政府は報道記者を「たかが民間企業の社員だ」と言います。
では内閣府の記者クラブとは、
自分の会社(新聞社)の興味・都合に合わせて
知りたいことを根掘り葉掘り聞く
ただの知りたがり家さんの集まりなんでしょうか。
そうであるなら、
(そんなものに答える必要はない)という菅官房長官の態度は
至極当然です。
しかし!
報道記者は「たかが民間企業の社員」にとどまるはずがない。
報道=ジャーナリズムは民の知る権利を保障するために
日々取材して広く庶民に伝えることが仕事です。
従って、広義の「国民の代表」です。
私たちは新聞やテレビ、ラジオ、週刊誌等のメディアによって
時の政府が何をしているのか知ることができるのですから、
政府におもねったり、忖度したりしない報道を切に望んでいます。
官邸はそうしたジャーナリズムの機能を麻痺させれば
国民を容易に騙せるので、
報道者から国民の代表としての性質を剥奪して
忖度グループとしてのみ存在させようと攻撃しているのです。
まもなく「国会議員だけが国民の代表だ」
と閣議決定する気でしょう。
これは手塚治虫の漫画みたいな話ですが、
本当であるだけに背筋に悪寒が走ります。
昨今の新聞社やテレビ局の寿司友・しゃぶ友ぶりを見れば、
メディアの壊死拡大は歴然としていましたが、
この官邸の押し付け
「記者は国民の代表じゃない(から引っ込んでいろ)」
まで認めてしまったら、もう、自爆です。
政府の言論統制大成功ですよ。
各新聞・テレビ等の全てのジャーナリズムは
今、とんでもない分かれ道に立っていることを
自覚して早く目を覚ましてください。
本当に、しっかりしてくださいよ!
とうとう、こんな危ないところまで来てしまったんですよ!
ーーー西日本新聞 2/22(金) 10:23配信
「記者が国民の代表とする根拠を示せ」官邸側が東京新聞に要求
菅義偉官房長官は20日の記者会見で、首相官邸が東京新聞記者の質問権を制限するような要請を官邸記者クラブに出した問題に関し、官邸側が東京新聞に「記者が国民の代表とする根拠を示せ」と要求していたことを明らかにした。

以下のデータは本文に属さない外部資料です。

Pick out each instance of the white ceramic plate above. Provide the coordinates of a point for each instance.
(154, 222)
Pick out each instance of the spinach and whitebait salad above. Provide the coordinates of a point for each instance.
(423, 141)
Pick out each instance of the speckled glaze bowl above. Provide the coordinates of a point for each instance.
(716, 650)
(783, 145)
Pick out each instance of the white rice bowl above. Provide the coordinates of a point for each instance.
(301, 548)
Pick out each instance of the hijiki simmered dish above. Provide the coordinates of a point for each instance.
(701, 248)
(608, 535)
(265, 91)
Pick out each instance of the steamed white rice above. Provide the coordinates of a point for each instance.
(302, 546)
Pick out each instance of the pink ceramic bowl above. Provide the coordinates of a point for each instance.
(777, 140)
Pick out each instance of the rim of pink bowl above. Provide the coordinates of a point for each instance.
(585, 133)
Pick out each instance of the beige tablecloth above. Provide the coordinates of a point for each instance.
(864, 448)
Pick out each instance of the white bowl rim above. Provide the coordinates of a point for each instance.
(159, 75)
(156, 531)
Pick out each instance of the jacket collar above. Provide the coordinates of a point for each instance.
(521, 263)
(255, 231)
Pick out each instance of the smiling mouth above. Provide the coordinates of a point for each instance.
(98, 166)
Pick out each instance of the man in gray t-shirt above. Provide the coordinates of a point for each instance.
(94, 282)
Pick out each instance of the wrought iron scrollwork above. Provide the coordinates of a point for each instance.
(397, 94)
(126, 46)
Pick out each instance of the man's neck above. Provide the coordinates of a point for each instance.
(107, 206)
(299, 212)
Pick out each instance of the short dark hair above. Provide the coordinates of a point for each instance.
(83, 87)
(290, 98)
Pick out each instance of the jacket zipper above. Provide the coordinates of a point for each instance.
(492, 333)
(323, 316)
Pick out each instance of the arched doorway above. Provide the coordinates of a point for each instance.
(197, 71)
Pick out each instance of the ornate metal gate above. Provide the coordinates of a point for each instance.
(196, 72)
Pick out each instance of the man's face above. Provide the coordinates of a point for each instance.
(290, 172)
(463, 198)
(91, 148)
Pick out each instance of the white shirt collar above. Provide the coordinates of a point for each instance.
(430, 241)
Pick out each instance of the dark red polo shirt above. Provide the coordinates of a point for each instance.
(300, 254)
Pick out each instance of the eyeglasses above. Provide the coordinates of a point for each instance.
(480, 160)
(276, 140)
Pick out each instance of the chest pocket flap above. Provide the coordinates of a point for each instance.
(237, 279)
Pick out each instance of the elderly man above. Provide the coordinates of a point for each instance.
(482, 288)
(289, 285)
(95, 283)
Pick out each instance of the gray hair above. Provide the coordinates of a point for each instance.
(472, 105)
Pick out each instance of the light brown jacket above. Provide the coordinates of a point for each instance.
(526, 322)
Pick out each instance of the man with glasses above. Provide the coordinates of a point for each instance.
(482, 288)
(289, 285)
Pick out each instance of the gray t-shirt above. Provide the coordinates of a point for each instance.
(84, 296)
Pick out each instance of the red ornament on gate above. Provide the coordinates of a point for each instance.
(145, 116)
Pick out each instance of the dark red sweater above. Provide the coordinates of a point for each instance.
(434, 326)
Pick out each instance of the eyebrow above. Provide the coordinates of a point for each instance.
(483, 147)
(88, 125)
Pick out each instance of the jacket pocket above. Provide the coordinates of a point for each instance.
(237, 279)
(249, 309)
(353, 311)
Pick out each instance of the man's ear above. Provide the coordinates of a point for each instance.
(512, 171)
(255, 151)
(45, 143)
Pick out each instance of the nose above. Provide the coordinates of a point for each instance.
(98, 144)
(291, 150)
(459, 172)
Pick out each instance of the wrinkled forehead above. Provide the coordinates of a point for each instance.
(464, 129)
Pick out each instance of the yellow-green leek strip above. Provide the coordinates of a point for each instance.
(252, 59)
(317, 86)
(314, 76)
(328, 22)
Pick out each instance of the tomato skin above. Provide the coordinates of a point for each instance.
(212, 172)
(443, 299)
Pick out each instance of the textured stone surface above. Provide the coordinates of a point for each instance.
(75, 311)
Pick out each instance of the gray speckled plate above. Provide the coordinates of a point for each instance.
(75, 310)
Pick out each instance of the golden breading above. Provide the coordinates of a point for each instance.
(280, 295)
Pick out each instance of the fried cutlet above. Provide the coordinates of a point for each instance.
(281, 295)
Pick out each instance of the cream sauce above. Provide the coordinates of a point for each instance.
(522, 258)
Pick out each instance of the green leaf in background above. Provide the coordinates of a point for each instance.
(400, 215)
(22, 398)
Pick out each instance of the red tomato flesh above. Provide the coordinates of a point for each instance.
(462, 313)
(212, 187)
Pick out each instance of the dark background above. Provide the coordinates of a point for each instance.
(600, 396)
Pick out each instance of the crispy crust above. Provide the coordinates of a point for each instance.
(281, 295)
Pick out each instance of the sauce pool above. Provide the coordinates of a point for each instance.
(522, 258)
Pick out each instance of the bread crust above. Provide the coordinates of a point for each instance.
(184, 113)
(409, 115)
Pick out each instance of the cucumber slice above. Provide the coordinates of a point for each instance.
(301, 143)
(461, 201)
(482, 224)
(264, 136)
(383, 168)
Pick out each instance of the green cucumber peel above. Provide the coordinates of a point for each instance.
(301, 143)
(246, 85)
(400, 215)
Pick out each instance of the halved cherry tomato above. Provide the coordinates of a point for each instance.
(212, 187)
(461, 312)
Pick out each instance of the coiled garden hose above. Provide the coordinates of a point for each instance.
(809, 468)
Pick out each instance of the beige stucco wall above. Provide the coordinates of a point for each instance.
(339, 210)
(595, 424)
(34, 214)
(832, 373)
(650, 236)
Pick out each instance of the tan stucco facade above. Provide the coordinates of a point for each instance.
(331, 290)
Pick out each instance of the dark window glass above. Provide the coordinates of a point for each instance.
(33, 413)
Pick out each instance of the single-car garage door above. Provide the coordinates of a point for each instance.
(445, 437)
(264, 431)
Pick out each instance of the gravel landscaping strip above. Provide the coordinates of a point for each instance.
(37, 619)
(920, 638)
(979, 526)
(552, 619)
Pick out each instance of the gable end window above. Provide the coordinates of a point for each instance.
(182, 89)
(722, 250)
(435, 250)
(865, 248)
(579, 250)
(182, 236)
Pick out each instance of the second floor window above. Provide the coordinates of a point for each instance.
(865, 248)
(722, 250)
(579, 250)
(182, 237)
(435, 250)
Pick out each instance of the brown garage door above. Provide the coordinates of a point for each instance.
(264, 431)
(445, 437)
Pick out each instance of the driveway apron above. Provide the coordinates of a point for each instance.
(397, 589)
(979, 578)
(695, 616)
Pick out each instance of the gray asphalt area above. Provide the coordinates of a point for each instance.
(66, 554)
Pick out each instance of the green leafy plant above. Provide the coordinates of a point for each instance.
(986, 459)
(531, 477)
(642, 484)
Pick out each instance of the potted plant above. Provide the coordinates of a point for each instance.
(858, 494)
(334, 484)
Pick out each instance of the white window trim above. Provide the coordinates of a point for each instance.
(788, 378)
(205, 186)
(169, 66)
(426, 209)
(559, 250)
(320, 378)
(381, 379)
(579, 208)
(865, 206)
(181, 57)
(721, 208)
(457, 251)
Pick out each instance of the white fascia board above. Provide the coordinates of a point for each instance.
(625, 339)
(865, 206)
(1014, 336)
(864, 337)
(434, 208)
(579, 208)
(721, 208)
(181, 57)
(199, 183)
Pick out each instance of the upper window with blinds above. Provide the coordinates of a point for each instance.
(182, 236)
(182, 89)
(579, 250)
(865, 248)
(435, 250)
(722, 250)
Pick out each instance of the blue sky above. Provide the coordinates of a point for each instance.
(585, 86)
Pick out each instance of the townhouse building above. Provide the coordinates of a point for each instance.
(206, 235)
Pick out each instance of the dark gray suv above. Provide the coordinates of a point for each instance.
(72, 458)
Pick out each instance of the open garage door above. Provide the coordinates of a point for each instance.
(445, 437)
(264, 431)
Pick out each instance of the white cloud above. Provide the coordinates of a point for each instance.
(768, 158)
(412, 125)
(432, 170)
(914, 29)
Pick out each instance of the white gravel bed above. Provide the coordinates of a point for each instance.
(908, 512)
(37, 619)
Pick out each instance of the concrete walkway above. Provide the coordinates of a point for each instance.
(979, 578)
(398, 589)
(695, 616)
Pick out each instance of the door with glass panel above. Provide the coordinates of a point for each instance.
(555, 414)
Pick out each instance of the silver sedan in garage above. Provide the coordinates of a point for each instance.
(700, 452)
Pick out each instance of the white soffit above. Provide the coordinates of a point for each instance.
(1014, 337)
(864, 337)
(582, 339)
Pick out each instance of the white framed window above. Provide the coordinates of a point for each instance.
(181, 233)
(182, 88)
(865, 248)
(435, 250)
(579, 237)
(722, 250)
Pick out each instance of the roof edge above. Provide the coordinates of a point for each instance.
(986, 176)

東京新聞は20日付の朝刊で一連の問題を検証する記事を掲載。2017年の秋以降、官邸側から「事実に基づかない質問は厳に慎んでほしい」など9件の質問が文書であったと報じた。
記事によると、昨年6月の記者会見で、記者が森友学園に関し、財務省と近畿財務局の協議について「メモがあるかどうかの調査をしていただきたい」と聞くと、官邸側は「記者会見は官房長官に要請できる場と考えるか」と文書で質問。東京新聞が「記者は国民の代表として質問に臨んでいる」と主張すると、官邸側は「国民の代表とは選挙で選ばれた国会議員。貴社は民間企業であり、会見に出る記者は貴社内の人事で定められている」との反論があったという。
菅氏は20日の会見で、検証記事に関し「個人的には違和感を覚えるところもある」と指摘。具体的に問われると「コメントは控えたいが、東京新聞側はよくお分かりになっているのではないか」と述べた。
官邸側の対応について、田島泰彦・元上智大教授(メディア法)は「権力が一方的な考え方を押しつけてきており、本末転倒だ。記者は市民が共有すべき事柄を、市民に成り代わって取材し伝えている。広い意味で、知る権利に応える国民の代表である」と指摘した。